Ministry of Interior (MoI) spokesman Sediq Sediqqi said on Monday that a task team has been appointed to investigate reports that a deal was made between security force members and the Taliban that led to the fall of the Teergaran base in Badakhshan a few days ago.
On Sunday, the Taliban freed 142 Afghan Local Police and border police who had reportedly surrendered to the insurgents on Saturday. They were freed following efforts on the part of tribal elders.
On Monday however, Sediqqi said that the circumstances of the incident were being probed especially in light of the fact that the Taliban had seized a large quantity of weapons.
“The Ministry of Interior has taken the matter under investigation and a delegation has been appointed to investigate the surrendering of local police forces to the Taliban,” said Sediqqi.
“These forces do not have a lack of equipment and ammunition and were able to protect their military base. Until the last minute the Minister of Interior had direct contact with them. The incident needs to be investigated to find out who made a deal with the Taliban,” Sediqqi added.
These claims followed the release of security force members who told officials that their move to surrender had been arranged.
Badakhshan police Chief Gen. Baba Jan has pointed a finger at Teergaran base’s local police commander for having cut a deal with the Taliban and said that he has evidence to back this up.
“Commander Jalal who was in charge of local police surrendered to the Taliban as part of a deal and other soldiers who witnessed the situation fled the area and surrendered to the security forces,” said Gen. Baba Jan Badakhshan police chief.
Despite the security force members having been released, there are fears that the weapons seized by the Taliban could be used against troops in other districts in Badakhshan.
“The base was not a base that could easily collapse. Hundreds of mortars were coming but there was nothing serious that could not be controlled,” said one of the Teergaran base soldiers.
The Taliban reportedly forced the mass surrender of over 140 security officers at the base on Saturday – pushing closer to a strategic pass at the border with Pakistan.
In addition to seizing weapons and ammunition, the Taliban also seized food.
Meanwhile, Badakhshan provincial governor Shah Waliullah Adib told Reuters that an offensive to retake control of the base will be launched soon.
The capture of the base on Saturday, after days of fighting, was perhaps the Taliban’s greatest advance in Badakhshan since being ousted from power in 2001, according to a Western security report.
It said the Taliban gains cut off the route to China and left just one significant government outpost before a strategically important crossing at the Pakistani border.
“If successful, they [Taliban] will be able to establish a corridor… facilitating the cross-border movement of fighters currently based in Pakistan,” the report said.
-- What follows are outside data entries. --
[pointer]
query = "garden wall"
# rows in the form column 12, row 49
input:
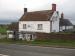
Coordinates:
column 41, row 36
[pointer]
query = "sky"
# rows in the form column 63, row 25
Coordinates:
column 12, row 10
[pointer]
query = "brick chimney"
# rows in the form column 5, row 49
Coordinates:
column 62, row 15
column 25, row 10
column 53, row 7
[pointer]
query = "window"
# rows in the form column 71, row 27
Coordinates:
column 40, row 26
column 24, row 26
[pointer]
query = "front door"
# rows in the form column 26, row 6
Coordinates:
column 29, row 37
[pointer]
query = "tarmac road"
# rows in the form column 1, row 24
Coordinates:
column 23, row 50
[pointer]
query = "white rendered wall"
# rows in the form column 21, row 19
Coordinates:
column 55, row 22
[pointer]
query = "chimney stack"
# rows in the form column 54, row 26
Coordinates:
column 53, row 7
column 25, row 10
column 62, row 15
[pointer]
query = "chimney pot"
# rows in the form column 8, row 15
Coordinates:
column 53, row 7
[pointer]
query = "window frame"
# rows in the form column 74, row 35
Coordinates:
column 40, row 27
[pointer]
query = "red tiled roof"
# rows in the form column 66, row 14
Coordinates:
column 37, row 16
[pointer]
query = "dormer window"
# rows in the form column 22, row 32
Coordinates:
column 24, row 26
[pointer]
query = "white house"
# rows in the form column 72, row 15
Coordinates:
column 65, row 24
column 45, row 21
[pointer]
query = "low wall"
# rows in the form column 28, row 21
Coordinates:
column 42, row 36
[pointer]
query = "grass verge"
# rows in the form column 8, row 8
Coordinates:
column 48, row 43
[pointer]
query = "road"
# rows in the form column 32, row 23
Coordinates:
column 23, row 50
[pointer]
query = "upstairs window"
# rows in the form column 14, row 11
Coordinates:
column 24, row 26
column 40, row 26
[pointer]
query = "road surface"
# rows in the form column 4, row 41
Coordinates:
column 23, row 50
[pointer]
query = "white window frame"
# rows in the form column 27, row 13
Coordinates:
column 24, row 26
column 40, row 27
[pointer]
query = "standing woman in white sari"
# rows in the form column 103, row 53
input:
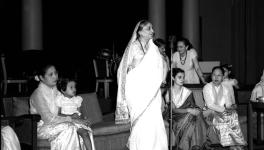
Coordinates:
column 140, row 75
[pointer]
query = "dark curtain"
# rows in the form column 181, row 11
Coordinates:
column 247, row 52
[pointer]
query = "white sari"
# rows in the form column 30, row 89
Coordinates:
column 139, row 99
column 9, row 140
column 60, row 131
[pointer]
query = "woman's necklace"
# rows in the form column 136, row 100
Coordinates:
column 183, row 59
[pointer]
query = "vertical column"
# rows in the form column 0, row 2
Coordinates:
column 157, row 17
column 190, row 22
column 32, row 25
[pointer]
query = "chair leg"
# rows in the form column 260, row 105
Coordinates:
column 96, row 86
column 106, row 89
column 19, row 87
column 5, row 88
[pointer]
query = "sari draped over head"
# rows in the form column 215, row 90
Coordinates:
column 121, row 113
column 225, row 124
column 139, row 98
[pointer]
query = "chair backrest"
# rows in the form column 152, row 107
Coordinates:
column 101, row 68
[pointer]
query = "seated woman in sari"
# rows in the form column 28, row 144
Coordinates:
column 220, row 112
column 62, row 132
column 188, row 124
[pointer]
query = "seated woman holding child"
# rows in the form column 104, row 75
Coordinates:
column 188, row 124
column 62, row 131
column 220, row 113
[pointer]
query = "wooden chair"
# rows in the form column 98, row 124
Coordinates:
column 102, row 74
column 9, row 80
column 257, row 107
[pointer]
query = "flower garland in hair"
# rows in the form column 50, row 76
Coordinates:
column 36, row 77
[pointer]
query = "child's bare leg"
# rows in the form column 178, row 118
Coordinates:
column 86, row 139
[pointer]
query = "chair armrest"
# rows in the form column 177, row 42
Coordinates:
column 34, row 117
column 16, row 121
column 109, row 117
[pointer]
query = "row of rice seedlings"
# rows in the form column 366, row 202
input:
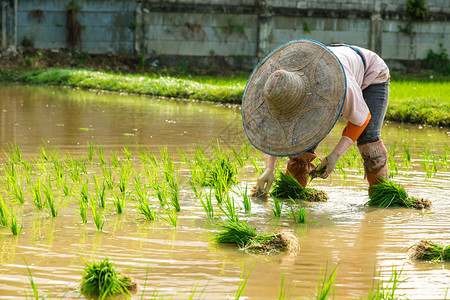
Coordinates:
column 390, row 194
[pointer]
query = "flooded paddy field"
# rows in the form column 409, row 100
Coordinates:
column 81, row 141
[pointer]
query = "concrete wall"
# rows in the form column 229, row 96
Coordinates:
column 106, row 24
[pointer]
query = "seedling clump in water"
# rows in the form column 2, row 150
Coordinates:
column 247, row 238
column 102, row 280
column 388, row 193
column 427, row 250
column 286, row 186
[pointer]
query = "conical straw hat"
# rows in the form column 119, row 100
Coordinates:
column 293, row 98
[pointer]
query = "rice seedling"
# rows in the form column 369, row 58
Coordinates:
column 172, row 217
column 52, row 206
column 100, row 155
column 206, row 202
column 242, row 283
column 286, row 186
column 102, row 280
column 100, row 191
column 230, row 208
column 34, row 286
column 325, row 286
column 97, row 214
column 36, row 191
column 4, row 213
column 119, row 203
column 387, row 290
column 390, row 194
column 277, row 207
column 18, row 190
column 16, row 229
column 235, row 232
column 83, row 210
column 246, row 199
column 84, row 191
column 299, row 213
column 91, row 151
column 428, row 250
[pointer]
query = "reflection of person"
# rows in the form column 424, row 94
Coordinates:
column 295, row 96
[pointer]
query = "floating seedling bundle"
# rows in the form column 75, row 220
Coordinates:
column 100, row 279
column 247, row 238
column 427, row 250
column 390, row 194
column 286, row 186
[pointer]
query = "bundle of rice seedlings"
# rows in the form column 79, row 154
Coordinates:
column 286, row 186
column 246, row 237
column 101, row 280
column 388, row 193
column 427, row 250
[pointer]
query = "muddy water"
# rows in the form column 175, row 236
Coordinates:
column 365, row 243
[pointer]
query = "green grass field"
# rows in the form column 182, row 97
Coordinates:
column 417, row 102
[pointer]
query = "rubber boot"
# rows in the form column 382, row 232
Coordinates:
column 300, row 165
column 375, row 162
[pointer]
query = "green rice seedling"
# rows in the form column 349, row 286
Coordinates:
column 101, row 157
column 230, row 208
column 222, row 170
column 428, row 250
column 299, row 213
column 18, row 190
column 84, row 191
column 4, row 213
column 407, row 157
column 242, row 283
column 238, row 158
column 100, row 191
column 108, row 176
column 246, row 199
column 206, row 202
column 235, row 232
column 277, row 207
column 34, row 286
column 83, row 210
column 119, row 202
column 101, row 280
column 390, row 194
column 91, row 151
column 325, row 286
column 172, row 217
column 286, row 186
column 52, row 206
column 16, row 229
column 36, row 191
column 387, row 290
column 97, row 214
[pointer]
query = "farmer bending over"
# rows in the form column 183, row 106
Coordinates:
column 294, row 97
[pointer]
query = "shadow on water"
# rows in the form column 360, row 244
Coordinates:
column 363, row 240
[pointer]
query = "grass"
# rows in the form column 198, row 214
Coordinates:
column 286, row 186
column 390, row 194
column 428, row 250
column 100, row 279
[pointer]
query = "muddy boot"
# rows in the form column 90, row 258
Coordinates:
column 300, row 165
column 375, row 162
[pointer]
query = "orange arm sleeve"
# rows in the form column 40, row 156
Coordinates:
column 352, row 131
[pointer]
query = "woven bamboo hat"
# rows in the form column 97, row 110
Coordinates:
column 293, row 98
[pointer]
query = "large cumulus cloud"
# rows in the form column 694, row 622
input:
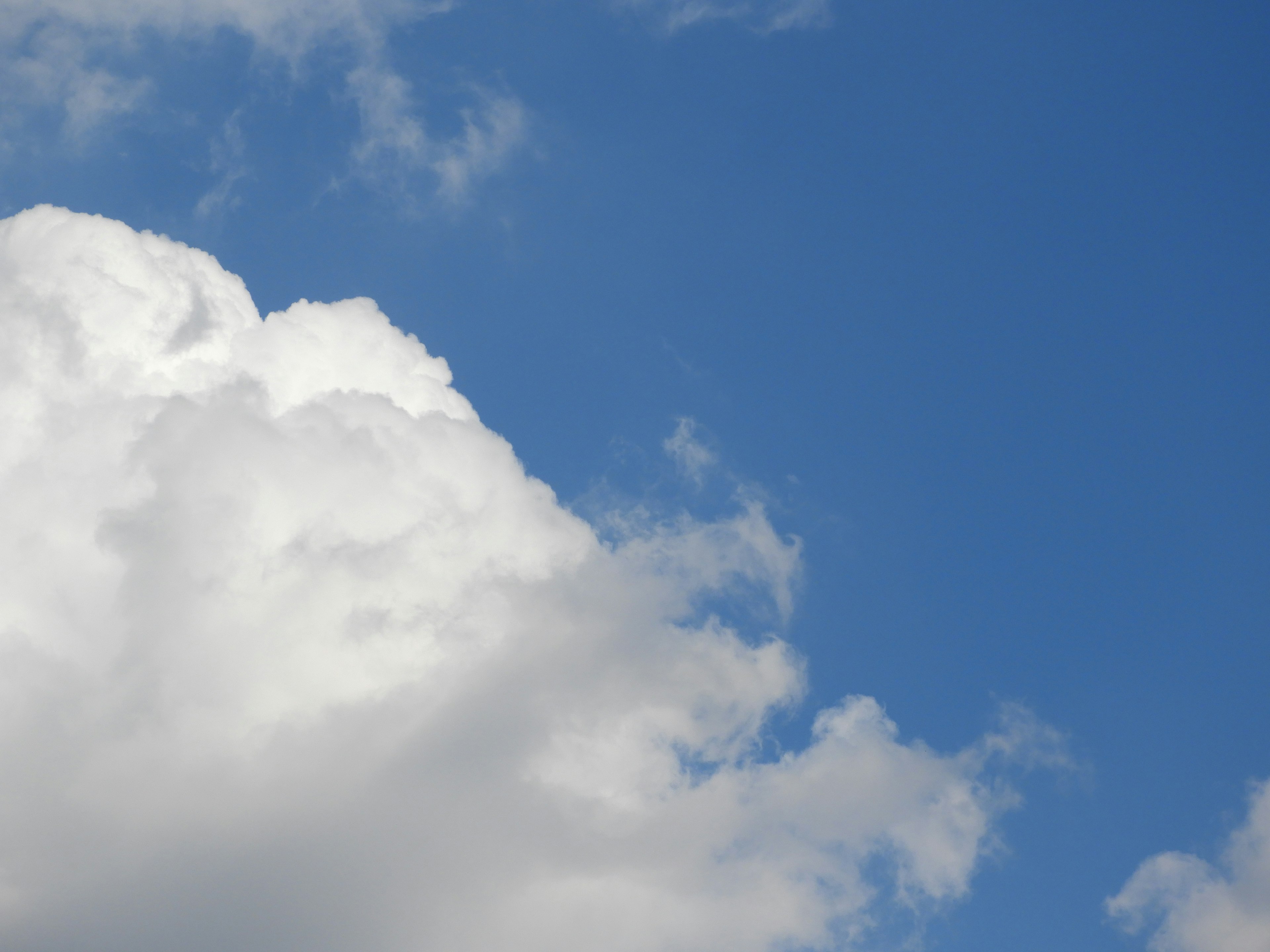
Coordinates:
column 1194, row 907
column 296, row 657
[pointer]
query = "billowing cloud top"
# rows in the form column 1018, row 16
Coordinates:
column 295, row 655
column 1196, row 907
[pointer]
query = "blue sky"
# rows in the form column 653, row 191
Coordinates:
column 973, row 295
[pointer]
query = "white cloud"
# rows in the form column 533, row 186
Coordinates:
column 53, row 54
column 689, row 454
column 394, row 144
column 228, row 162
column 760, row 16
column 1196, row 907
column 295, row 655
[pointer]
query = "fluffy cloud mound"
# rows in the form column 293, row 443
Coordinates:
column 296, row 657
column 1198, row 908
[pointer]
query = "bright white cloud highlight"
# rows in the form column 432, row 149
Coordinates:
column 1196, row 907
column 295, row 655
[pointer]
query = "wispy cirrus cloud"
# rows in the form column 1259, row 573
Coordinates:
column 60, row 55
column 759, row 16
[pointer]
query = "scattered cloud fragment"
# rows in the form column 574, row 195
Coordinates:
column 62, row 54
column 689, row 454
column 760, row 16
column 1192, row 905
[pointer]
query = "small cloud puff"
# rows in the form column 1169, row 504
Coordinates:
column 295, row 655
column 690, row 456
column 1196, row 907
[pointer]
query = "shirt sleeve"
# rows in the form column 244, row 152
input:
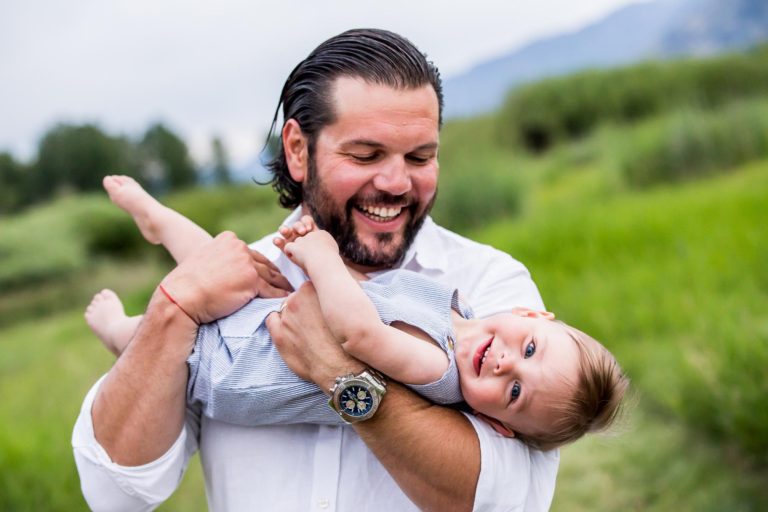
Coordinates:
column 512, row 476
column 110, row 486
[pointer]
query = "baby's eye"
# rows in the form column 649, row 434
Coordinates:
column 530, row 349
column 515, row 391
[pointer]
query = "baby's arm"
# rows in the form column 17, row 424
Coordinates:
column 351, row 315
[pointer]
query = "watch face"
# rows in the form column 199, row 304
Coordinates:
column 355, row 400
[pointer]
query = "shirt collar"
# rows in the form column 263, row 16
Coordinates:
column 424, row 253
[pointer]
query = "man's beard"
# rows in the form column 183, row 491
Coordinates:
column 340, row 224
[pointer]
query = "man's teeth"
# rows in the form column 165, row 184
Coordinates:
column 381, row 212
column 485, row 354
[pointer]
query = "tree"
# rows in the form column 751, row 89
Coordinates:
column 166, row 161
column 11, row 184
column 221, row 171
column 77, row 157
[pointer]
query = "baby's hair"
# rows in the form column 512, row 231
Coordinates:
column 596, row 401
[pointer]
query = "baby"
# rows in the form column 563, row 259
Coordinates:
column 524, row 373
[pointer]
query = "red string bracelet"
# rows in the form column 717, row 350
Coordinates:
column 165, row 292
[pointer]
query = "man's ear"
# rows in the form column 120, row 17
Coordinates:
column 497, row 425
column 296, row 150
column 530, row 313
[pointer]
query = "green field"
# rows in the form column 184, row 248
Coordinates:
column 669, row 272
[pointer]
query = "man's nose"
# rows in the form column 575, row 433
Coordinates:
column 393, row 177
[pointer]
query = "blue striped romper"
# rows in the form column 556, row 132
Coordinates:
column 236, row 374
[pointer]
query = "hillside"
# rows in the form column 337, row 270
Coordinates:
column 660, row 29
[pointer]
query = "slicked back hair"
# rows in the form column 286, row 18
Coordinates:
column 377, row 56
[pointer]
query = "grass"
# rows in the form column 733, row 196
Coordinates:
column 671, row 277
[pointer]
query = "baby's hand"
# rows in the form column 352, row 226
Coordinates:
column 314, row 246
column 290, row 233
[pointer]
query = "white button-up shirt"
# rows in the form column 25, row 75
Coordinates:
column 329, row 468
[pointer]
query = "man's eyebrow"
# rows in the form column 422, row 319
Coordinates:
column 429, row 146
column 361, row 142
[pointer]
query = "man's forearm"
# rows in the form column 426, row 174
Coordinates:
column 140, row 407
column 432, row 452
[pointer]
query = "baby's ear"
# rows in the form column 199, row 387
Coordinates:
column 498, row 426
column 530, row 313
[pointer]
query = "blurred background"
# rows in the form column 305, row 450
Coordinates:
column 619, row 149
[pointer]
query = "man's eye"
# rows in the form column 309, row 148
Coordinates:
column 365, row 158
column 530, row 349
column 515, row 391
column 418, row 160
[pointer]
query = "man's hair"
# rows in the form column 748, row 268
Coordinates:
column 596, row 401
column 376, row 56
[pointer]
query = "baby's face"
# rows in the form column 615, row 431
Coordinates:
column 513, row 371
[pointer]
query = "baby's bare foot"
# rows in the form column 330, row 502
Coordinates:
column 126, row 193
column 103, row 315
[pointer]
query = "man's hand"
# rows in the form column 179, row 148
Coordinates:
column 222, row 276
column 306, row 344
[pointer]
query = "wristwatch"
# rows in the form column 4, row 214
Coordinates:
column 357, row 397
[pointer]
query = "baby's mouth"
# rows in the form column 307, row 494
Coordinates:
column 481, row 354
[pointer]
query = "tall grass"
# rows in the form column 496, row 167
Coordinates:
column 674, row 281
column 692, row 143
column 542, row 114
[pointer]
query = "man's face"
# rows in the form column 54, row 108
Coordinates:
column 373, row 177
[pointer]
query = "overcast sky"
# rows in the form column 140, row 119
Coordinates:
column 217, row 67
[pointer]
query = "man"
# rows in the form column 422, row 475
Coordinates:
column 359, row 153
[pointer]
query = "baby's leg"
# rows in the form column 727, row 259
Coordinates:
column 107, row 319
column 157, row 223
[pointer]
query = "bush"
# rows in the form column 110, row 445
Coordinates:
column 690, row 143
column 208, row 207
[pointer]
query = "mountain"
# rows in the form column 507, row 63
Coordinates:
column 660, row 29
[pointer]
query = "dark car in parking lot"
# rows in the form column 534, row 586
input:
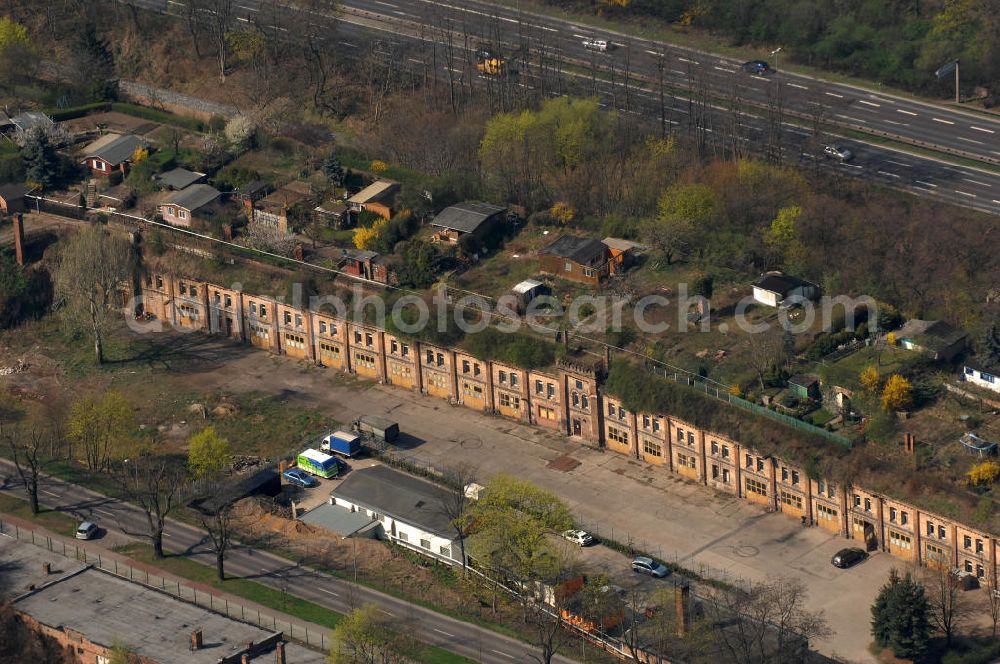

The Taliban said in a statement that local elders had negotiated the release of 120 captured policemen, and that it had obtained guarantees they would not return to battle.
This is not the first time the Taliban has seized a base in Badakhshan and gotten away with light and heavy weapons. Recently, clashes in Jurm and Yamgan districts led to the killing of a number of security force members. The Taliban were also able to make off with military hardware in these incidents.